Based on the sequencing approach used, the 5' and 3' adaptor sequences used to tag the cDNA library can be altered as needed. Previously, dual adapter-tagged cDNA libraries have been characterized using Illumina NGS. Low-cycle PCR can also be used to index universal adaptor cDNA libraries following the RT reaction. Alternatively, full-length adaptor sequences of choice can be included in the 5' and 3' adaptors used in the initial RT reaction.

== Applications ==
To date, OTTR has been used for quantifying tRNA species. This method provides a reliable and precise quantification of tRNAs and allows for the detection of changes in tRNA levels under different physiological conditions. Therefore, this method is useful for a variety of research applications in the field of molecular biology and genetics.

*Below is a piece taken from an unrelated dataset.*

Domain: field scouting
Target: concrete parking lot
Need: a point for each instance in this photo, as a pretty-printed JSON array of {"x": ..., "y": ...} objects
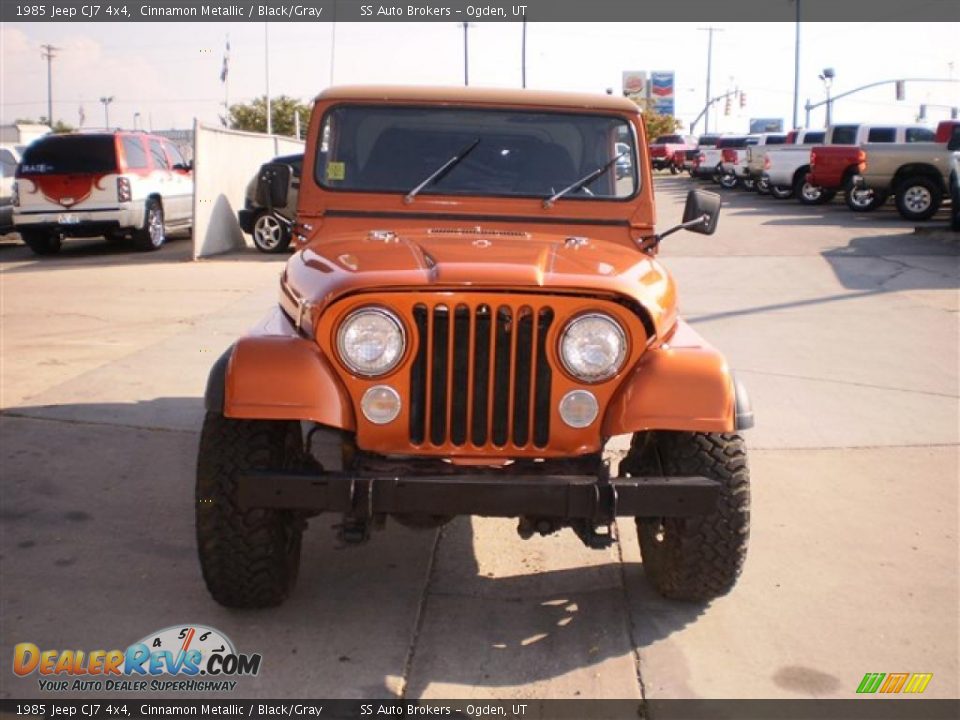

As tRNAs are essential components of translation, the ability to quantify tRNA levels accurately is crucial for understanding how the translation machinery is regulated. Using OTTR, researchers can determine changes in tRNA levels in response to different growth conditions, environmental stress, or genetic modifications. This information can help to identify factors that affect tRNA abundance and their potential roles in modulating translation.

In particular, the OTTR protocol has been used to characterize the small RNA composition of mammalian sperm populations. This work revealed that sperm small RNA pools are composed largely of rRNA fragments and both 5' and 3' tRNA halves from the majority of tRNAs. This improved understanding of sperm payload composition has implications for our understanding of the biogenesis of structural RNA fragments in the male germline, as well as the biochemical nature of the RNAs delivered to the zygote upon fertilization.

The OTTR protocol could also be used in the study of piwi-interacting RNAs (piRNAs), which is another important classes of small RNAs. While the applications of OTTR have mainly been focused on tRNA fragment detection, OTTR has also been shown to perform well in the capture of miRNAs which could be useful for the study of miRNA expression patterns in different cell types or under different conditions.

Future applications of protocols similar to OTTR are also being considered in the development of diagnostic assays for small RNAs. The high fidelity of the OTTR protocol in capturing small RNAs could make it an attractive option when paired with liquid biopsy assays, where circulating small RNAs are analyzed as biomarkers for various diseases.

== Advantages and Limitations ==
===Advantages===

- Full-length ncRNA capture – BoMoC has high processivity across modified RNA templates resulting in the production of more full-length cDNA products compared to common reverse transcriptase's, which are prone to premature termination at modified sites.
- Single tube reaction – All cDNA synthesis steps can be performed in a single tube, without the need for intermediate purification steps. This allows for automation of the OTTR approach. Additionally, this reduces the total amount of input RNA required purification steps, prone to loss of
- Capture of modified sites – Mis-incorporation signatures of BoMoC across modified RNA bases have been characterized. Therefore, OTTR allows for the identification of modification status of RNA transcripts where modified sites are known.
- Sequencing of both RNA and DNA templates – While RNA templates have been used to benchmark the OTTR technique, BoMoC is processive over DNA, meaning this library preparation approach could be adapted for DNA characterization.

===Limitations===

- Identification of novel modified sites – BoMoC does not capture the modification directly but rather the mis-incorporation signature resulting from the modified base. Therefore, sites where modification status has not been previously established may be difficult to confirm the identity of the modification.
- Pre-mature termination of cDNA – Approximately, 10% of miRNA species characterized using OTTR experience prematurely terminated cDNA products. While these levels are low compared to common reverse transcriptase, some species carrying very bulky modifications may be challenging to capture with OTTR.
- Diversity in species used for benchmarking – To date, miRNA and tRNA pools have been characterized with OTTR. However, more validation, with diverse RNA and DNA species will increase the potential applications of OTTR.